Did you know that witnesses, for the most part, are unable to vote one another into the top rankings? Witnesses and whales are not synonymous. Most witnesses can’t afford to keep all their earnings in HP. They instead cash out and feed those funds into their side projects, servers and other utilities, including justifying their own time.

Server Management

That’s one of the most important parts of being a witness. You have to know how to manage servers from the technical aspect and from the general operations aspect. Servers that are leased in datacenters have 99% uptime guarantees. What that means is they have a 1% downtime possibility. Think of it this way: over a span of a year, a server can be down for 3 days. Maintenance, power outages, billing glitches and other factors way outside of your control. Servers that are owned and run out of a house let’s say require physical maintenance, backup power, a steady internet connection, etc.

Learning Curve

Being a witness has a very steep learning curve even for the technically-savvy. It definitely helps when a witness organically enters the playing field from a roster of established users. The knowledge of previous hardforks and the ecosystem that one acquires from participating as a blogger saves a lot of time. It also helps prevent confusion in the role of witnesses.

Witness contributions are, by default, quantitative. A whole lot of math and technology. Their qualitative contributions ie. fighting spam, building 3rd party projects, etc. are not part of their duties as a witness and are undertaken by them as a bonus of sorts. It is this quantitative nature of the main contribution of witnesses that makes the learning curve what it is.
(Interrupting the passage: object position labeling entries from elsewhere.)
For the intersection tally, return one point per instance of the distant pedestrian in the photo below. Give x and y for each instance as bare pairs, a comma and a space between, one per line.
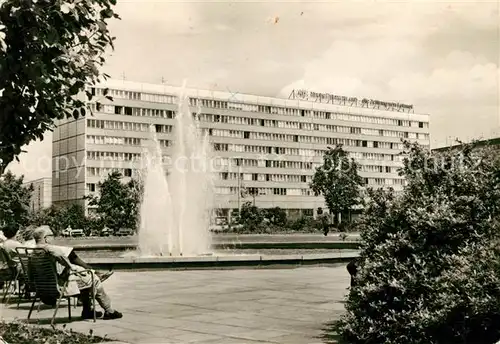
352, 268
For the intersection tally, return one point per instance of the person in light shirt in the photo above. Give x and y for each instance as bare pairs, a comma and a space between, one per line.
82, 280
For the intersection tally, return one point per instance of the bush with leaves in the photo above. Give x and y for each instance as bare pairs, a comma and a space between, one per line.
430, 263
20, 333
337, 180
276, 216
14, 200
251, 217
118, 204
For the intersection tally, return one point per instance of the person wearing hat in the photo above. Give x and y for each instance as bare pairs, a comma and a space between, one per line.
82, 279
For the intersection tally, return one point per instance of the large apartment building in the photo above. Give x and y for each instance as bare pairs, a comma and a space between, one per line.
269, 146
41, 197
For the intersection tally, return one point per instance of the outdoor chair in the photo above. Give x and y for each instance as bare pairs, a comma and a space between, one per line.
9, 275
28, 283
49, 285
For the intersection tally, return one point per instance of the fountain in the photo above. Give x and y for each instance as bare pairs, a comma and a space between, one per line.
176, 209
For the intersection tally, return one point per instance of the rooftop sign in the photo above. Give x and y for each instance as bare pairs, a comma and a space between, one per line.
328, 98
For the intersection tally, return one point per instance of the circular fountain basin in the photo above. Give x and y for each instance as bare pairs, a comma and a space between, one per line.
220, 261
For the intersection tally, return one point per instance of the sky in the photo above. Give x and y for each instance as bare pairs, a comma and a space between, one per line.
442, 57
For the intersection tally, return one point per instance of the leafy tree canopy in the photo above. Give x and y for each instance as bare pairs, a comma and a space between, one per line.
49, 51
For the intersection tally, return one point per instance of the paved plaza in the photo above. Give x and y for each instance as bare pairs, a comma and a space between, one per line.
289, 306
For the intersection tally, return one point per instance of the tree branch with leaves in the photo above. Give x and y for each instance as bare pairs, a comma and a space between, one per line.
50, 50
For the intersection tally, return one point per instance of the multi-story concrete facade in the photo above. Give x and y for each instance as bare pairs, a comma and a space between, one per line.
41, 196
269, 147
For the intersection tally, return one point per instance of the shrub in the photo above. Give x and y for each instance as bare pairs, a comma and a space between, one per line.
251, 217
429, 264
19, 333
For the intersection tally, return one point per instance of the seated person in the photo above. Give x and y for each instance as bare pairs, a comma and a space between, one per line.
83, 280
11, 243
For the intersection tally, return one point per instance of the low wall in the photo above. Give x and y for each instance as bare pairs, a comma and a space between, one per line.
221, 262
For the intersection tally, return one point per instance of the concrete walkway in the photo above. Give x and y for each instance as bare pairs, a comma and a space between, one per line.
290, 306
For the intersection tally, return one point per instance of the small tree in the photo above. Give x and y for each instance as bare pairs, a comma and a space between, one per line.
430, 258
338, 181
49, 52
276, 216
14, 200
250, 216
117, 203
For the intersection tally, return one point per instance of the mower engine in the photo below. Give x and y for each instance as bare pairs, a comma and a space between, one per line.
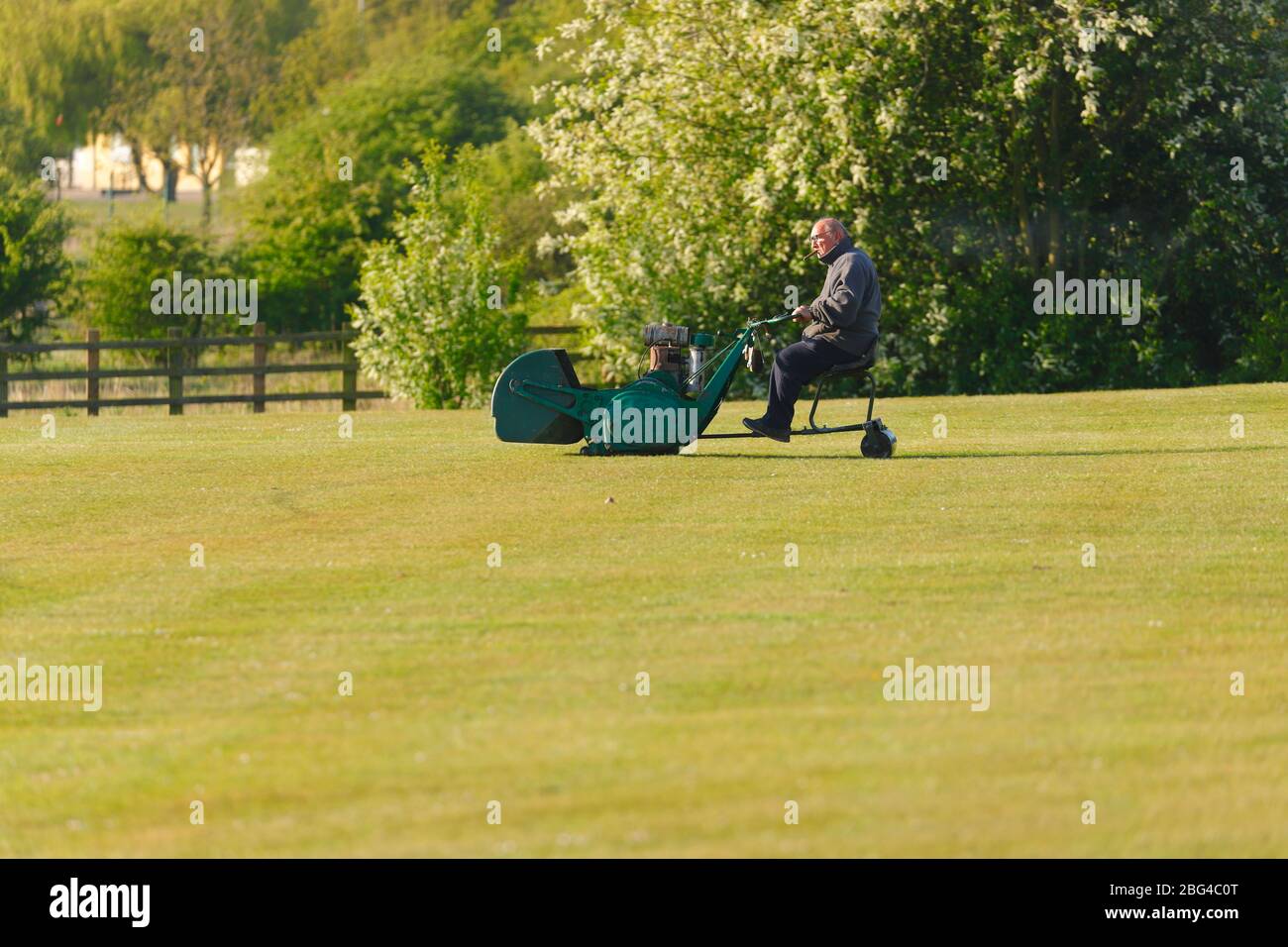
670, 350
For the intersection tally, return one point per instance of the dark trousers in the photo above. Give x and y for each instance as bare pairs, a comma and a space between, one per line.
795, 367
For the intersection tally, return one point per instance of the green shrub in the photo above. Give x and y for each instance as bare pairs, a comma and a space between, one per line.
33, 264
115, 289
437, 311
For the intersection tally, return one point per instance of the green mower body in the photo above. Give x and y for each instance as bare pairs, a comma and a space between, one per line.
540, 399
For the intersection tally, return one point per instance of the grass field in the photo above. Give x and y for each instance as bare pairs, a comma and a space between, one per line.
518, 684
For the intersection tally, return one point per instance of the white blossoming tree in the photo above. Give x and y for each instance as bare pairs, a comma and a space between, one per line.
971, 147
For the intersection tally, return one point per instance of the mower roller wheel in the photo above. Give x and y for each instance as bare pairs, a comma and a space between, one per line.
877, 444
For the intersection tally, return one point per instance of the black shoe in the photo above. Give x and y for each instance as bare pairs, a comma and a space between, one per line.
758, 424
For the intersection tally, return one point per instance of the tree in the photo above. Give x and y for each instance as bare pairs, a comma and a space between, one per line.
974, 149
335, 179
33, 265
115, 289
437, 313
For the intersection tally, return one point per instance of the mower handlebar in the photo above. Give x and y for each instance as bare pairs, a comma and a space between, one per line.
771, 321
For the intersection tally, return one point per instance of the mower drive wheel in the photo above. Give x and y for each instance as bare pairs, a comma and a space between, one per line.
877, 444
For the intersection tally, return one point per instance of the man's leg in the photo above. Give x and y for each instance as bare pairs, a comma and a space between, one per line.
795, 367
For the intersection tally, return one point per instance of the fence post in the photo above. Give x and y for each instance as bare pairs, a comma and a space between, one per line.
91, 369
261, 361
174, 361
351, 372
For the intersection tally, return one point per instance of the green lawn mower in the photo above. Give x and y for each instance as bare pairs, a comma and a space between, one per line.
539, 399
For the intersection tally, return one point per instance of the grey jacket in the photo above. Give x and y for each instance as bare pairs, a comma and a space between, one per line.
849, 307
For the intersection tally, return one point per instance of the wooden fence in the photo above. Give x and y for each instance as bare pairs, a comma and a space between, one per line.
175, 369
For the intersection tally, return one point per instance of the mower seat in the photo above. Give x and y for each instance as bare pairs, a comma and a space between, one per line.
848, 368
858, 368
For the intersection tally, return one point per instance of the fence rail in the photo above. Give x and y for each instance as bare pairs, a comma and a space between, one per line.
175, 371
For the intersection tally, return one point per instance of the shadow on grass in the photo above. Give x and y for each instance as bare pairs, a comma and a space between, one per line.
1124, 451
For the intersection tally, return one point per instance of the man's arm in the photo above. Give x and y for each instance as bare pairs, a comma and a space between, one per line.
841, 308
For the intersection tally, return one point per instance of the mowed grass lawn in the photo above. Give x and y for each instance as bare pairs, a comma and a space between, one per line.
518, 684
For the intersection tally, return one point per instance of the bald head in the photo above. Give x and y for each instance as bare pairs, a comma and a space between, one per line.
825, 234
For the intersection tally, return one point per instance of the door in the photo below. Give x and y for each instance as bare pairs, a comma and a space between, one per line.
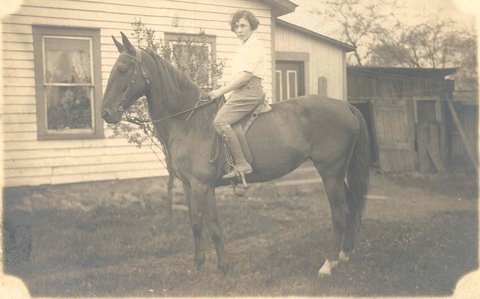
395, 151
290, 81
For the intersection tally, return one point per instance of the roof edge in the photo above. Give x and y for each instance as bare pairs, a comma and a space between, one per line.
346, 47
281, 7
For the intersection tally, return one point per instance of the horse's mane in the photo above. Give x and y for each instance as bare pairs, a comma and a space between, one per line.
180, 93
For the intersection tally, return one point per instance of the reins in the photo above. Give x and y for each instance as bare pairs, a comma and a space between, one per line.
125, 104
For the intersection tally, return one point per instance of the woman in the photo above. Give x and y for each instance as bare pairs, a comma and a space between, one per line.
248, 70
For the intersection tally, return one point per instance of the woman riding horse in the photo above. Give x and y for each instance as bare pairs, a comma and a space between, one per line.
248, 70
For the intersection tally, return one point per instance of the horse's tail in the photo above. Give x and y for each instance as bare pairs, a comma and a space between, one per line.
358, 171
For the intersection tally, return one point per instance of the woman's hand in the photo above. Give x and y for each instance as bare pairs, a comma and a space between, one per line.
216, 93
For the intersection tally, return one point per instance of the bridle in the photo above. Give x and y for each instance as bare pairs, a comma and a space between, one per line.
125, 103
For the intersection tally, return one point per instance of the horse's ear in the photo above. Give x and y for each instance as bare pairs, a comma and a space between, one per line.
120, 47
128, 46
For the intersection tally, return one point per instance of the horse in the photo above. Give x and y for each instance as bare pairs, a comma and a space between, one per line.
331, 133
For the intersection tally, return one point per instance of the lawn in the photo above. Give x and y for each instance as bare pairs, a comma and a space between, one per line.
114, 239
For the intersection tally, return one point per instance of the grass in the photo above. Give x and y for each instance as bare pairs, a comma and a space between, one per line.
117, 241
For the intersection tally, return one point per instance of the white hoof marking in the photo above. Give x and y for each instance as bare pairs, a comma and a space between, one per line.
327, 268
344, 256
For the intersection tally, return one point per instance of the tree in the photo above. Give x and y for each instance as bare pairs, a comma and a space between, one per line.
433, 44
202, 67
191, 56
362, 23
382, 40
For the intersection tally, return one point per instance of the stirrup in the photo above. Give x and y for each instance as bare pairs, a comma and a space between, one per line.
236, 173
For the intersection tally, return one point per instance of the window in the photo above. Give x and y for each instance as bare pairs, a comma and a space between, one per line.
67, 82
194, 55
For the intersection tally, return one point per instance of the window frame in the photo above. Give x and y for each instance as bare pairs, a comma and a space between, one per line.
39, 32
172, 37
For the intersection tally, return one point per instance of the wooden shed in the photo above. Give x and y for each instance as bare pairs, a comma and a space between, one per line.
408, 114
39, 149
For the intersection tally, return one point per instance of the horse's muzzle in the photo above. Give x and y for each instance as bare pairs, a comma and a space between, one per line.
107, 117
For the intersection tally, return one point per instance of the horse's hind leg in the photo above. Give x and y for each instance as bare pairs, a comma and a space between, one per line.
349, 237
334, 187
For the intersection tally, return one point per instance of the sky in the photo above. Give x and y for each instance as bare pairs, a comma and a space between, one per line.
411, 12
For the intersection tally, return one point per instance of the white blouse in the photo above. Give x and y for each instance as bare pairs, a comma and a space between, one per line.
250, 57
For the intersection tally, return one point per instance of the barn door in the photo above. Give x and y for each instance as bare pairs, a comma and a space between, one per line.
289, 80
392, 136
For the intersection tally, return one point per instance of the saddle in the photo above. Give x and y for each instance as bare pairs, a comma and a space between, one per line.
241, 131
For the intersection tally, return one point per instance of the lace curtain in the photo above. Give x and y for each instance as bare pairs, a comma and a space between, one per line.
67, 64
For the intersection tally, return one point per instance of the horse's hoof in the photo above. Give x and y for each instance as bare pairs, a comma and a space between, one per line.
344, 257
224, 268
327, 268
199, 262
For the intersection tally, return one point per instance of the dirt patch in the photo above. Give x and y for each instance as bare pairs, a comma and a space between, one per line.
114, 239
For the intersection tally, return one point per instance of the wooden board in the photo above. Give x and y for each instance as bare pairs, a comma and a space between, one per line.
392, 136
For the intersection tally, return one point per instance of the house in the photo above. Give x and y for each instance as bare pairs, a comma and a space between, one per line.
56, 62
411, 117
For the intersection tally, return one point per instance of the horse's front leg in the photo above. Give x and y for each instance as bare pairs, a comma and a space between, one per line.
196, 222
211, 219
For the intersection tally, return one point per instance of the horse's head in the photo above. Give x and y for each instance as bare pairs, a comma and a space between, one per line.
127, 82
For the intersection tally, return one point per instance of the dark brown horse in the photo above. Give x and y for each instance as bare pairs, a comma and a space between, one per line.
329, 132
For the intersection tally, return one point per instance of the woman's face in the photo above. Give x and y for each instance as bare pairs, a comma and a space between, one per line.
243, 29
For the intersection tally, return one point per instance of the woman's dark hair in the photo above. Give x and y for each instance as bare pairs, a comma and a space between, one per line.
248, 15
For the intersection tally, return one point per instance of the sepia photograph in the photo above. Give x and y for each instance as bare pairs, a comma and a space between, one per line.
239, 148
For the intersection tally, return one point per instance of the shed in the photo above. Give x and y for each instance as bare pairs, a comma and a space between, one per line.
36, 154
408, 114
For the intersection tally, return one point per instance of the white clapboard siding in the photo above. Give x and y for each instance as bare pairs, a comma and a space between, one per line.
326, 60
29, 161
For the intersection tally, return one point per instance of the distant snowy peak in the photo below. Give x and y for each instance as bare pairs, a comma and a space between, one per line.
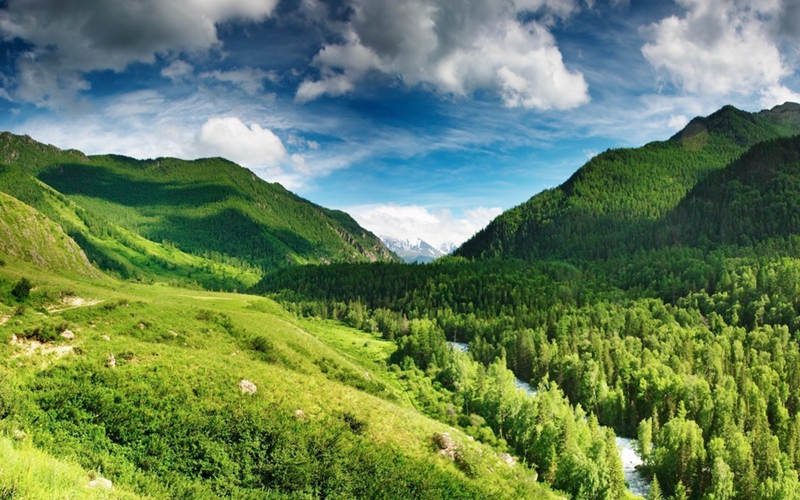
447, 248
416, 249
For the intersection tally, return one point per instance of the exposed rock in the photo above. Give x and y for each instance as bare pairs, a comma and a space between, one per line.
101, 483
247, 387
447, 447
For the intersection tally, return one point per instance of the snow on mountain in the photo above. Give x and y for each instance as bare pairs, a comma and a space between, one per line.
416, 249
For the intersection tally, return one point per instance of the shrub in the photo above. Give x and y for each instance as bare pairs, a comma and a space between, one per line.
22, 289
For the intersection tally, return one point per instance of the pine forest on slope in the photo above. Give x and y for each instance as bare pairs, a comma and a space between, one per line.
211, 212
659, 292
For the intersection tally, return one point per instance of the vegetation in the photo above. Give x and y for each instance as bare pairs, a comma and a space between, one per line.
205, 223
654, 295
611, 205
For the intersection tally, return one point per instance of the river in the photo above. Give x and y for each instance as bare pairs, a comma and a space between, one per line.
637, 482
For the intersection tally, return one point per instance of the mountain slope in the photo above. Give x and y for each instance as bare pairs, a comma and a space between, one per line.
148, 390
411, 251
27, 235
211, 208
755, 198
611, 204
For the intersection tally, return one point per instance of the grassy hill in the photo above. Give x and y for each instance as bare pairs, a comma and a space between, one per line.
143, 385
27, 235
610, 205
208, 222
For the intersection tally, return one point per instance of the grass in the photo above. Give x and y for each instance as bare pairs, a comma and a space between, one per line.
27, 472
170, 420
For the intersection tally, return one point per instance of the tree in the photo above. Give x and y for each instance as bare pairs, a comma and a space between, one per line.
22, 289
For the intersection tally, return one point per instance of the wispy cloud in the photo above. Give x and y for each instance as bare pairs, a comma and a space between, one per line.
436, 226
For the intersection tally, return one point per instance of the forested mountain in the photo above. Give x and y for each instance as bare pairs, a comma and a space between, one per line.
413, 251
210, 212
611, 204
657, 289
754, 199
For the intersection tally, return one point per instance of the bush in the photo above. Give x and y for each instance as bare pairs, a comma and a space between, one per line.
22, 289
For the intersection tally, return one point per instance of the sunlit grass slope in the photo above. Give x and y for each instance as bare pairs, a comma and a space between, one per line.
148, 392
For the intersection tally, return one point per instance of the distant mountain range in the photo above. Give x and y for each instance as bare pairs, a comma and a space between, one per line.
416, 249
622, 200
207, 221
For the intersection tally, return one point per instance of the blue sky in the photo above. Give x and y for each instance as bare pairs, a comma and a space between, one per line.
422, 118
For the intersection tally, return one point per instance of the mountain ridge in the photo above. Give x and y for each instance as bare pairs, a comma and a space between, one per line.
415, 250
211, 209
612, 202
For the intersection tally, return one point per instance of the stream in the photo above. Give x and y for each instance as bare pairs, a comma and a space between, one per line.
637, 482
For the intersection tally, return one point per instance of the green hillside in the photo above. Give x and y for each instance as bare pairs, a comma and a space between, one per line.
754, 199
661, 298
149, 387
207, 222
610, 204
27, 235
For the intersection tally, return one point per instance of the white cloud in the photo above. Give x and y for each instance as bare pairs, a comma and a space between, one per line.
72, 37
455, 48
436, 226
177, 70
677, 122
251, 80
250, 146
720, 47
778, 94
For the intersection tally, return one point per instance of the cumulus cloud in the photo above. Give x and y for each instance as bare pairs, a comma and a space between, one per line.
455, 48
437, 227
72, 37
251, 80
250, 146
721, 47
177, 70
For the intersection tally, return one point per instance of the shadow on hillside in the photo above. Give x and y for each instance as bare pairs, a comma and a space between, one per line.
230, 232
97, 182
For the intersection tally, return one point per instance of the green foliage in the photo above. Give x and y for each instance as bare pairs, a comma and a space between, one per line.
22, 289
613, 203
Let’s look at our journey as an example. Now let’s start by saying that we never intended to join the witness game when first arriving on Steem, which became Hive. We didn’t hear about this great plethora of free crypto that one gets from running of witness like some do before they even write their first blog post. Quite the opposite. We have four people on the team and two were long-term users. Hell, we were so long-term we remembered the project from back when, way prior to the Hive hardfork, it was still Steem on the bitcointalk forum days. The way we started is we decided to relaunch our flagship site. Normally we jumped through the corporate software hoops but this time we said no. We knew how to build on the blockchain; we knew the ecosystem and were familiar with the currencies, the hardforks and most importantly, with running servers. When Steem was demolished in a hostile takeover by Tron, we contributed to the building of Hive.